Even if it was poor, the company would need to sell itself to me. Thats what the interview process is for- for both sides to sell themselves. I need to convince the other company that they want me. They need to convince me that I will enjoy working there. If we don't both convince the other, we each try again.
I still have more fans than freaks. WTF is wrong with you people?
Q: "How would you move mount Fuji"?
A: "First, I'd question the business case for moving mount Fuji."
Yeah, yeah, yeah. I recognize that this question should demonstrate your creative problem solving, but it seems to me that 9 times out of 10, a lot of technical "problems" out there are created by extremely stupid business requirements wich all too often come from extremely stupid business people. It's amazing sometimes how speaking to them in thier own insipid psudo-language (especially in front of thier peers) can slap them into reality. Granted, they won't stay in reality long, but the fresh air and change of scenery can do them some good with repeated visits:)
*** Sigs are a stupid waste of bandwidth.
One of my friends worked for Google, and he told me their stories. We both worked for Microsoft. Google is FAR more arrogant. Among other things, they decided to open a branch in India because they've "exhausted the talent supply in the United States." This is all the more remarkable because they only have a few thousand employees, only a few hundred in NYC. Apparently they've got all 300 or so good programmers in NYC. That certainly came as a shock to me, especially considering that most other places in NYC pay MUCH more than Google does. Perhaps they've exhausted the supply of talented people willing to work for half the industry standard wage?
In any case, arrogance breeds downfall, soon enough. Most of the Microserfs I met were not terribly arrogant, not moreso than your average techie at least. Though Google loving seems to be the order of the day, I'm not such a fan. A company valued at 100x earnings that thinks it vomits sunshine, well, granny's pension fund is going to lose some money.
If there's a more striking ancodote than this about the difference between a competent engineer's view of the world and Microsoft's, I've yet to read it.
It's all here. Mr AC, obvously a thoughtful and experienced engineer, thinks about good design from the ground up, making sure the subsystems are modular and robust and that the entire device is practical. The Microsoft interviewer doesn't give a toss about whether it's stable or not - just whether it has connectivity enough to sync with Outlook.

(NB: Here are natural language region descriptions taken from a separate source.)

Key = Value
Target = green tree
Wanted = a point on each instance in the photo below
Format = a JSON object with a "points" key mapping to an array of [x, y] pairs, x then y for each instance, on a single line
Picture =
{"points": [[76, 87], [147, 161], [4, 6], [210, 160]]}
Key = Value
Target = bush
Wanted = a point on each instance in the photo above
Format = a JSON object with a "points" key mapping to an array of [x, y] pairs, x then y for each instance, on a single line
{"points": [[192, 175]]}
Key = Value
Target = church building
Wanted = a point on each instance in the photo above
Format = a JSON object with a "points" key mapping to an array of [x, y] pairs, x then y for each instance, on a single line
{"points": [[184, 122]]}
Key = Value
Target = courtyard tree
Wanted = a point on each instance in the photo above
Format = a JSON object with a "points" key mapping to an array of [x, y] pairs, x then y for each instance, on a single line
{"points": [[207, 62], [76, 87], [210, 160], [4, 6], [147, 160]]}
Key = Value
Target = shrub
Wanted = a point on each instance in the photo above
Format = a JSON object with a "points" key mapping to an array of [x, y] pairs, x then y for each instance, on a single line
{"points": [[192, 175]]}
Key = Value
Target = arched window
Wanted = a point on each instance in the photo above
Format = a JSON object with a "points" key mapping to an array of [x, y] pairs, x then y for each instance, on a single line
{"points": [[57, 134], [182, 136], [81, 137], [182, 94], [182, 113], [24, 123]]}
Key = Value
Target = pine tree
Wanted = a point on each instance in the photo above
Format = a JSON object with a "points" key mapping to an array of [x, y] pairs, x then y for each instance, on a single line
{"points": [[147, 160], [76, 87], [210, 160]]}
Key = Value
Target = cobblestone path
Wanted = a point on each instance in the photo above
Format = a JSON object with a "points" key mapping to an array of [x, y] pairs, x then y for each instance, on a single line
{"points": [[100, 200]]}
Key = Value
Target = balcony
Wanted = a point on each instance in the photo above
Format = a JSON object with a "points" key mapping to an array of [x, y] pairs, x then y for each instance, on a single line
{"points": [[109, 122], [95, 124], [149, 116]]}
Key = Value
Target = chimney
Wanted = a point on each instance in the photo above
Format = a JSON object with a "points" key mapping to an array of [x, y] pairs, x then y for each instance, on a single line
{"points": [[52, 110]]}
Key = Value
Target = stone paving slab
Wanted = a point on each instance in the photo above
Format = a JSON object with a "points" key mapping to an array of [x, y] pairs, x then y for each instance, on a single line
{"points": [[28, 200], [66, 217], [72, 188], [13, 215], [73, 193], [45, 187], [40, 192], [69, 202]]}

I am Jack's complete lack of surprise.
--- Hot Shot City is particularly good.
Were you interviewing for a developer or a program manager (PM) position? If you were getting interviewed for a PM, then your answer was inappropriate for that position. PMs are supposed to design features on an item and how to intergrate it with other things to "add value". If you were interviewing for a developer position then I think the answer you gave was spot on. In that case you had a shoddy interviewer who should not have been on the developer interview loop.
This is a tricky question, and I think both the candidate and you missed the key. The key is design. You have to elicit the requirements from the interviewer and design around them.
Talking about WIFI at the end is just a way of saying, "you forgot to ask me what I want."
This question tests whether you realize that design must be responsive to requirements. Most geeks don't.